This year brought us a host of new gadgets, from the Apple Watch to fitness-tracking devices. But 2015 will be the year our wearables, smart home gadgets, and phones will all begin talking to each other.
Some advances this past year were substantial -– others, not so much. Apple Pay wants to make it so that you can leave your wallet at home. Kids are getting drones for Christmas. The iPhone got thinner and larger, and Google started investing in smart homes and health data. "Selfie sticks" became a thing.
But 2014 was also a year of hacks. From Home Depot to Sony, high-profile data breaches became a topic of water cooler conversation. Which means that, as the coming year brings us devices that know our most intimate details and collect information about our daily lives, protecting all of those sensitive tidbits from hackers will be a top priority for companies.
Smart homes become smart neighborhoods
It’s not just your phone anymore — even at home your devices are getting smarter, including wireless speakers like Sonos, TVs that pick shows based on who's watching, smartphone-connected thermostats and smoke detectors like the Nest and Protect. But a smart home only goes so far if those devices aren't talking to each other — and to other homes. 2015 will be the year we start seeing smart neighborhoods of devices.
"Everyone's looking at the home through the lens of connectivity and intelligence," said Robert Brunner, founder of Ammunition, the design firm behind Beats headphones and Polaroid's cute Cube camera.
Imagine, a security system that notes suspicious behavior in and around your house, like the Canary, or Ammunition's own Leeo home-monitoring nightlight.

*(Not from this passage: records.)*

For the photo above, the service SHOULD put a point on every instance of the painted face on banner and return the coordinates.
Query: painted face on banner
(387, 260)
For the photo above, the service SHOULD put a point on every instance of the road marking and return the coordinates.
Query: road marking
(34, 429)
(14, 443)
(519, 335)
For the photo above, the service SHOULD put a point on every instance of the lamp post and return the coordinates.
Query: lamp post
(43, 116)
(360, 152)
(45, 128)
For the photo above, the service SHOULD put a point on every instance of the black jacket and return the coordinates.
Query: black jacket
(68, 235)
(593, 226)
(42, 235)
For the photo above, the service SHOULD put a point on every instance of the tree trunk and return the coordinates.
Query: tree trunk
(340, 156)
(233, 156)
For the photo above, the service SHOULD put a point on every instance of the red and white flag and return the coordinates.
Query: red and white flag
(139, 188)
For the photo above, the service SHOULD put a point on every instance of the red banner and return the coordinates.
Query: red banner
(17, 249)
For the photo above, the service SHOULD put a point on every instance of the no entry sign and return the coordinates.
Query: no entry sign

Alerting you to an intruder is helpful, but why not also warn the neighbors? Or even have nearby outdoor security cameras watch for the perp?
Of course, not everything in your home needs an upgrade, said Brunner: "It's one thing if [the technology] seamlessly fits in and there's a benefit, it's another if you're asking people to get out the screwdriver and pliers or change the way they do things. Do you really need a smart can opener that texts you when the can is open?"
Health tech beefs up
2015 will bring pulse-tracking smart watches (lots of them) and other newfangled gadgetry to our wrists, pockets, and perhaps even ears, as with Jabra's heart-rate monitoring earbuds. The Apple Watch, which is expected to ship sometime early in the year, will almost certainly make a splash as developers explore its capabilities.
Fitness devices will do more than track steps and revolutions: they may check with your Vessyl smart cup or diet app to see whether you're getting enough protein. You may even get feedback from your doctor or physical therapist as medical providers get in on the fun and start using that data in treatment.
"Personal health care and your relationship with your doctor could use a major rethink," said Brunner. "There are a lot of inefficiencies in the system that tech could fill very nicely."
Security will be on everyone's mind
But with so much data flying around between devices and services, security is going to be a greater concern than ever.
"I can almost guarantee you that 2015 will be the biggest year on record in terms of sites hacked and user records breached," said Joe Siegrist, CEO of password management service LastPass. Companies will have to shore up defenses against hackers and watch for Internet-wide threats like Heartbleed, a security flaw that came to public attention this past April.
A dozen ways to pay
Better security may make people more comfortable with the idea of using their phones to make purchases out in the real world. Apple Pay seems a likely candidate to dominate the field, and is already accepted at dozens of big-name stores, from Whole Foods to Macy's. The mobile-payment idea has been tried before (Samsung phones have had the capability for years), but Apple may be the first to make the technology catch on.
And watch out for other new devices that will make their debut, like the Coin, Plastc and Wocket cards, which consolidate your credit, debit and gift cards into one device. New checkout machines may show up, too — so try to be patient while the cashier learns how to operate your futuristic payment technique.